“I’m counting on it.”
“It’s that time of year, people,” I said, turning towards the board so that I could write the name of our next unit in blue marker on the white wall. “Paradise Lost.”
My intimate group of IB grade twelve English students actually gave a little cheer, a small burst of applause. I’d only been teaching at the school for a semester but I was already well liked and especially well known for my love of John Milton and his epic poem. The kids had been excited all year to discuss it. I was too. The only damper on my mood was that this was the fourth class in a row that the new student had missed and I wasn’t looking forward to catching him up on an entirely new unit when he did deign to show up.
“Tell us again why Satan is your ultimate book boyfriend,” one of my students, a scrawny but beautiful boy named Benito Bonanno, called out.
The other students snickered.
I braced my hands on my hips and fought against my smile as I faced them. “Benny, you clearly haven’t read the book yet if you have to ask me that.”
“You’re such a dork,” one of the jocks, Carson Gentry, mocked me as everyone laughed again.
It was good-natured though; like I’d said, the kids loved me, mostly because I loved every single one of them.
“I am,” I agreed with a proud wink at Benny, who blushed.
“Never seen a dork look that good in a skirt before.”
I frowned, ready to scold the unfamiliar voice, possibly a visiting parent, for demeaning me in front of the kids but when I turned to face the man who spoke, I choked on my reprimand.
As in, I literally choked. Tears welled in my eyes as I started coughing harshly into my hand but I could still make out the blurry outline of a tall, lean as a whip, blond man in front of me.
I prayed with more piety than I had ever before possessed that the man in front of me was not the blond king.

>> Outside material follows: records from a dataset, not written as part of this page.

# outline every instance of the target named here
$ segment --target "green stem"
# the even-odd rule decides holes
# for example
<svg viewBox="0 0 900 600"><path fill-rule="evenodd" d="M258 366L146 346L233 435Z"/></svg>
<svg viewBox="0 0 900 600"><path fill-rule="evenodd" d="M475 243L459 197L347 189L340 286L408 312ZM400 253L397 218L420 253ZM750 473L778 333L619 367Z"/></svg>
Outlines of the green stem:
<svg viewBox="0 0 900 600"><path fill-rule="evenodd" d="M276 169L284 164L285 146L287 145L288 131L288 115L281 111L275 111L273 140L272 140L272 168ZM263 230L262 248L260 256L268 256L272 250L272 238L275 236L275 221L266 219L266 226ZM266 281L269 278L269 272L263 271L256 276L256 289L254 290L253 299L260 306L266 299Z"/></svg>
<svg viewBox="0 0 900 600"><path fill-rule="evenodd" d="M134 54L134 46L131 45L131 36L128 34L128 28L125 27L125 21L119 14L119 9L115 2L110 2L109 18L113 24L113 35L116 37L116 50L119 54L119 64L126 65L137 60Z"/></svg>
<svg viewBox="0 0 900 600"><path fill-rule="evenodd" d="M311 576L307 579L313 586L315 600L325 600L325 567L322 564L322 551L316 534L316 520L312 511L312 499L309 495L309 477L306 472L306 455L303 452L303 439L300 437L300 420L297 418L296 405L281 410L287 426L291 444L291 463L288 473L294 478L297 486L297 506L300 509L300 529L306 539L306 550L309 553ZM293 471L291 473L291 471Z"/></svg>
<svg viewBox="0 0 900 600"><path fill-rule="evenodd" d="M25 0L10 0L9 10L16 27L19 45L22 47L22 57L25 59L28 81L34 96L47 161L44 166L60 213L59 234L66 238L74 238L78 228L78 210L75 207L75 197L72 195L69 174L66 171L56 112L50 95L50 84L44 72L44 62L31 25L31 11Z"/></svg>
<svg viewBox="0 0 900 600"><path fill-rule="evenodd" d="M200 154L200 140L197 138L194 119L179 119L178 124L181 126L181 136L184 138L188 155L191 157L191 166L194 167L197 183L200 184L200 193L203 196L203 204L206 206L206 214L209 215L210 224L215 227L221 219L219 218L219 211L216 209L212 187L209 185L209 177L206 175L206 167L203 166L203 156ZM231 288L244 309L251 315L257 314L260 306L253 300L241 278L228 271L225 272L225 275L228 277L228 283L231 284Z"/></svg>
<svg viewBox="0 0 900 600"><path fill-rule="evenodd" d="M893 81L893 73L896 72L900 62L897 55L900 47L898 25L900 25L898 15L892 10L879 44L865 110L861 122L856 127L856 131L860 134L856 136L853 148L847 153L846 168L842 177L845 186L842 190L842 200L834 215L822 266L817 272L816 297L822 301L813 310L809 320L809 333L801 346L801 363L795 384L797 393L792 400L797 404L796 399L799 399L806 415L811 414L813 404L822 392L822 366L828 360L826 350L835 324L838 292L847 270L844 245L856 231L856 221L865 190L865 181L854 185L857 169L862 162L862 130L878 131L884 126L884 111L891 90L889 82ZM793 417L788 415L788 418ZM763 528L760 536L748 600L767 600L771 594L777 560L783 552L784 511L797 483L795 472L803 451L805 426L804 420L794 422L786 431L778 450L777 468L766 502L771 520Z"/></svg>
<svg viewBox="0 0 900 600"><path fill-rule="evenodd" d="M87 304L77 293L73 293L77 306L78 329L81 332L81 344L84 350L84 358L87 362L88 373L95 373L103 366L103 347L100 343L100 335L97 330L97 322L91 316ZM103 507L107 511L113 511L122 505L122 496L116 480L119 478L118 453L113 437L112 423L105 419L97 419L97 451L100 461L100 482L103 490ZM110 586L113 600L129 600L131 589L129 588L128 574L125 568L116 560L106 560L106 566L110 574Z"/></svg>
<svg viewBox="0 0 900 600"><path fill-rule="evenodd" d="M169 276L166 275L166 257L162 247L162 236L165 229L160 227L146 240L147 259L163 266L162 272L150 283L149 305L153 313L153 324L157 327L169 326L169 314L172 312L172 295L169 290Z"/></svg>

Carefully swiping under my eyes so I didn’t disturb my eyeliner and mascara, I blinked slowly and focused harder.
God, it was him.
King stood in the door frame, his long body leaning against the jam with his hands in the pockets of the black trousers, a charcoal grey sleeves hoodie pull just tightly enough across his obviously muscled chest. His hair was a riot of sexy rumpled waves, little curls pushed behind his ears that I wanted to wrap around each finger of my hand. It was his eyes, though, which held me arrested. They were a bright and pale blue, so light they seemed to glow like burnished steel. The lazy confidence in his stance did not reflect in those hazardous eyes. Instead, they were sharp with intelligence, creased at the corners in a sexy squint that was born of wicked intent.
I stood there and stared and stared and stared.
Truly, I could not fathom doing anything else, even with a class full of students baring witness, even with my scolding words cooling and forgotten on my tongue.
It could have been the impossibility of seeing him in my classroom but I knew the truth of my stupefaction.
He was just too beautiful to bear.
Fortunately, it seemed the rest of the class thought so too.
“Are you an angel?” one of my favorite students, a curly haired and pimply-faced Margaret asked earnestly.
It spoke to the class’ serious interest in the newcomer that no one laughed at Margaret’s ludicrous question.
King’s lush mouth curled on the left side of his face, cutting something like a dimple but manlier into his cheek.
There was a collective sigh from every female in the room. Shamefully, that included myself.
“I’m no angel, doll,” he said to Margaret and even though his words should have been contrived, his combination of bad boy aura and the genuine kindness that shone in his eyes as he stared at the mortified girl, made it possible for him to pull it off.
“I beg to differ,” Talia, one of the popular girls, muttered.
Her posse giggled.
“Okay,” I said, finally snapping out of it. “Angel or not, may I help you with something?”
I was teasing him. We’d gone to dinner at Pourhouse in Vancouver the night before and it had been awesome. I loved riding on the back of his bike even though it totally wrecked my hair and I just straight up loved spending the time with him. He was playful and arrogant in a boyish way that was like catnip to me, but manly in all the other ways that counted, fairly bossy, certainly thoughtful and definitely deviant. We hadn’t done anything more than make out hot and heavy on his bike in my driveway when he took me home but it had been hot in a way I’d never experienced before. As soon as we were parked, he’d turned just enough to lift me and swing me, smooth as if I weighed less than nothing, until I was perched slightly on top and in front of him. Then without hesitation, his hand found its place on the back of my neck, fingers in my hair tight enough to puppet my head to the right angle as he’d kissed me.